Firefox 3’s Awesome Bar is Awesome

February 26th, 2009 | Tags: , ,

I was reading this article about how when many Japanese Internet users want to visit a website, they type in the name of the website on Yahoo! Japan to do a search and click on the result rather than directly typing the domain name into their web browser’s address bar.  (This is based on Yahoo! Japan’s 2008 search ranking that the top keywords are to specific websites.)  This made me think about how I used to enter information into the address bar and how I do it now.

Since years ago when I was an Internet Explorer 6 user I would always have Yahoo as my home page.  In fact, I still do now since it does provide interesting news.  Whenever I would go to any specific website, I would type it in as a search term in Yahoo.  The reason I did this was because anything I typed directly into the address bar would stay in the drop-down list.  Why this bothered me was because I used the address bar as like a “super-favorites” menu of the top 10 or so websites I habitually visit everyday.  You know, like webmail, favorite forums, etc.  Yes, I know that’s not how you use it, but it was easier than digging through a long list of bookmarked favorites, and also I wasn’t a fan of the ‘Links’ toolbar either since it took up screen real estate. Since the address bar menu only displays the entries by most recently visited, by typing some other random website into that address bar pollutes the list with that address, and there was no easy way to delete that entry except to clear the whole browser’s history.
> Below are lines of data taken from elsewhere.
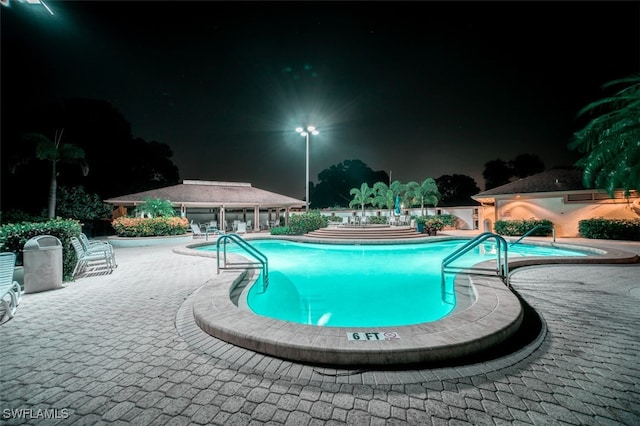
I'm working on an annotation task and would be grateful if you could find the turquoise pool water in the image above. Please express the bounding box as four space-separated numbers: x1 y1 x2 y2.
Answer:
200 240 584 327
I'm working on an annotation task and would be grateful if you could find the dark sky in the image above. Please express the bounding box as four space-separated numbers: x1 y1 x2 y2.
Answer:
0 1 640 198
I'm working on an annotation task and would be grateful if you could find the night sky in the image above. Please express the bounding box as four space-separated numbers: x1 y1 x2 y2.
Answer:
0 0 640 199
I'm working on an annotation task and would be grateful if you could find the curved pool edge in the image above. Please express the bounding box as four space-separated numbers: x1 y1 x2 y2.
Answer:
174 237 640 367
188 271 523 366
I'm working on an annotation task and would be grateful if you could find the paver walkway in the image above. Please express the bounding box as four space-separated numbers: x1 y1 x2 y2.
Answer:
0 235 640 426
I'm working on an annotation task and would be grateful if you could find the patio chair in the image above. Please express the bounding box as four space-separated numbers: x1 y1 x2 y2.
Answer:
190 222 209 239
79 233 118 268
71 237 114 278
236 222 247 234
0 252 23 323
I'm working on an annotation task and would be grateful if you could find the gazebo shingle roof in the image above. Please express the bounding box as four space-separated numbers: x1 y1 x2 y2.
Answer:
472 168 587 199
104 180 304 207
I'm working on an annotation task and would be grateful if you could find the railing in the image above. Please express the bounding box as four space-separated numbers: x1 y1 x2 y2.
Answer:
216 234 269 291
442 232 509 282
511 223 556 246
Then came the days when I switched to Firefox 2.  I was still following the same habits of doing a keyword search to get to a website.  However, Firefox 2 did have a method to remove entries, but it was cumbersome to often delete these entries.

Then came Firefox 3, with its heaven-sent “Awesome Bar,” as they call their address bar.  This made my search-to-get-to-a-website illness disappear.  The Awesome Bar literally, out of the package, displays your most visited websites, which, not surprisingly, are the websites I visit everyday!  Firefox keeps tabs on the count of how often you visit each website.  Since the Awesome Bar sorts by hits, I could free myself by typing any ol’ web address I’ve visited one or two times directly into the address bar and still not pollute what shows up in the address bar.  The Awesome Bar also searches your history urls and page titles with whatever you typed so that’s very helpful.  There are times where I’ve visited a website but had not bookmarked, and the history auto-search makes forgotten websites so easy to find.  Thank you Awesome Bar!